10. Return on Equity
Return on equity (ROE) reveals the profit generated per dollar of shareholder equity, which represents a key source of bank funding. Banks maintaining elevated ROE levels tend to accelerate wealth creation for shareholders via earnings retention, buybacks, and distributions.
Over the last five years, WSFS Financial has averaged an ROE of 11.6%, impressive for a company operating in a sector where the average shakes out around 7.5% and those putting up 15%+ are greatly admired. This shows WSFS Financial has a strong competitive moat.

11. Key Takeaways from WSFS Financial’s Q3 Results
We enjoyed seeing WSFS Financial beat analysts’ tangible book value per share expectations this quarter. We were also happy its net interest income outperformed Wall Street’s estimates. Overall, we think this was a solid quarter with some key areas of upside. The stock remained flat at $52.80 immediately after reporting.

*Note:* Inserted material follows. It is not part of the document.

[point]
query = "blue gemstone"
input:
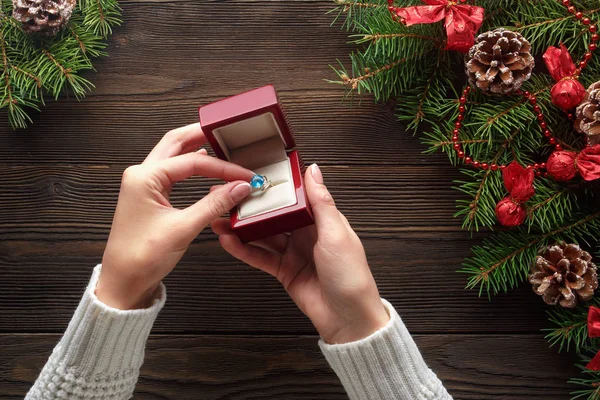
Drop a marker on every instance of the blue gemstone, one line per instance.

12. Is Now The Time To Buy WSFS Financial?
Updated: December 4, 2025 at 11:40 PM EST
Are you wondering whether to buy WSFS Financial or pass? We urge investors to not only consider the latest earnings results but also longer-term business quality and valuation as well.
WSFS Financial’s business quality ultimately falls short of our standards. To kick things off, its revenue growth was mediocre over the last five years, and analysts expect its demand to deteriorate over the next 12 months. And while its astounding EPS growth over the last five years shows its profits are trickling down to shareholders, the downside is its estimated net interest income for the next 12 months are weak. On top of that, its declining net interest margin shows its loan book is becoming less profitable.
WSFS Financial’s P/B ratio based on the next 12 months is 1.1x. This valuation multiple is fair, but we don’t have much faith in the company. We're fairly confident there are better stocks to buy right now.
Wall Street analysts have a consensus one-year price target of $63.50 on the company (compared to the current share price of $55.97).